Needless to say, this is the time when one would think Moses’ spiritual high would start to deflate.  Fresh from his personal encounter with the Holy, he must be embarrassed, ashamed and very disappointed in his people.  It would have been so easy for him to turn his nose up at the crowd, to agree with God that these people needed to be destroyed…they had no place among the chosen.

But instead, Moses with pleads God to show mercy. He reminds God that these are the people God guided and fed and watched over for all this time. These are the people with whom God formed a covenant. These are the people who God brought out of Egypt. Moses reminds God that these are the chosen ones, the descendants of Abraham, Isaac, and Jacob to whom God swore their descendants would be multiplied like the stars of heaven.

And then we have one of the most profound verses in scripture:

“And the LORD changed his mind about the disaster that he planned to bring on his people.”

Moses isn’t responsible for changing God’s mind – God is just too powerful and vast of a being to be persuaded by a human. It seems impossible for the creator to be changed by the created. The Israelites are lost, but God continues to fulfill the promise of guiding them to the Promised Land with Moses’ leadership.

We live in troubled times in both church and state. Our religious, political, and social divisions make it easy for us to take sides and to judge those who don’t believe as we do. And even though I try to hard not to be one of these people…I know that I am.
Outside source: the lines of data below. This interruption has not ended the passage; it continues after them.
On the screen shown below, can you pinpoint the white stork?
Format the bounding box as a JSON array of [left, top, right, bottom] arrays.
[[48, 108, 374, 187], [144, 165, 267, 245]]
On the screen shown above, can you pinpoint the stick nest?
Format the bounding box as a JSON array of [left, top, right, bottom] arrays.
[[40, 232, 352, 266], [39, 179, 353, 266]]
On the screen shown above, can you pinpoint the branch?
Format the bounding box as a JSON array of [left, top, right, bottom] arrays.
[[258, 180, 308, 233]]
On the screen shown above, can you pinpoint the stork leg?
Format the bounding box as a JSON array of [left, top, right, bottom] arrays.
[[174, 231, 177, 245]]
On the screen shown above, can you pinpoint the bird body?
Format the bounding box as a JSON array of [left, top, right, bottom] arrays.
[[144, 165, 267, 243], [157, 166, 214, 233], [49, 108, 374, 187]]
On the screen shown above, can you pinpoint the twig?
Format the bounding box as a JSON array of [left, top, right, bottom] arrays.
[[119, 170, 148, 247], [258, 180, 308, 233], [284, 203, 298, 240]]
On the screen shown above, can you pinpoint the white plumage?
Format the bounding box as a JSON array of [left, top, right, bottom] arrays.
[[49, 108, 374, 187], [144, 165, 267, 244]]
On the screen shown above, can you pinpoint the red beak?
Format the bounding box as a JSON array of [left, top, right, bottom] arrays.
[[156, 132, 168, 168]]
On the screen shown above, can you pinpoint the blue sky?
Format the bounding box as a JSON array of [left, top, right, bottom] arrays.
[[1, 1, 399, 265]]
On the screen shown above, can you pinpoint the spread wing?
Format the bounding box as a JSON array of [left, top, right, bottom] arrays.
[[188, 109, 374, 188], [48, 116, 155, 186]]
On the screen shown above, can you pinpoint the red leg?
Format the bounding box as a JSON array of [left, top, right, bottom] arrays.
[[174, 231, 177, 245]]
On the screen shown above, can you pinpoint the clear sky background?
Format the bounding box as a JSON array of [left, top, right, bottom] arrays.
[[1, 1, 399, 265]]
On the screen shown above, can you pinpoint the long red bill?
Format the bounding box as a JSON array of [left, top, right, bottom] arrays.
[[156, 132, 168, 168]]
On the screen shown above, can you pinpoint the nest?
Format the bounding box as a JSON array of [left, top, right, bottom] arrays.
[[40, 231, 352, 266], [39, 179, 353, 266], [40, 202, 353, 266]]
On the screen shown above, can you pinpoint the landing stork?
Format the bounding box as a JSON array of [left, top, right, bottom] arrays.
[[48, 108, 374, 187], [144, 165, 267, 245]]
I know the reaction I have when I’m surprised by candidates’ signs popping up in neighbors’ yards or family members’ ranting posts on social media.

\When we believe so passionately about an issue it can be really difficult to see where the other side is coming from. Especially as we near the election, this is a time when so many of us unfriend or hide people in our Facebook feeds because they voice different political opinions than us. We sever the connection and judge them.

Friends, we must remember Moses’ behavior on Mount Sinai and coming down from it. We must remember how Moses refused to judge the Israelites and God’s mind being changed.  This same God who was ready to destroy the chosen people is the same God who searches for lost sinners in the gospels, inviting them back into the fold.

So rather than silently judging people who are different than us, or assuming they aren’t capable of changing, or if they do change it’s a sign of weakness, why don’t we invite them into conversation? Why don’t we ask why they believe or behave in the ways that they do?

This is hard work. Thankfully, we are under no illusion that being a disciple of Jesus Christ is supposed to be easy. I pray that we find the strength and the courage to live more like Moses – When we hear someone grumbling about someone’s behavior or personality that they deem inappropriate…instead of joining in, let us plead with him or her to open their eyes, to change their minds.

I pray we find the nerve to welcome change in our own lives rather than being so quick to judge those who different from us…For at some time or another, we will each be one of those Israelites at the bottom of the mountain – tired of waiting on God to show up in our lives. Tired of the hard work involved in living the gospel. We will be the person who others dismiss as stiff-necked or perverse.  And when we are in this position of feeling lost and distant from God, let us always remember that God’s mind is changed.  God searches for those persons who are lost. And this compassionate God will not stop searching until that lost person is found.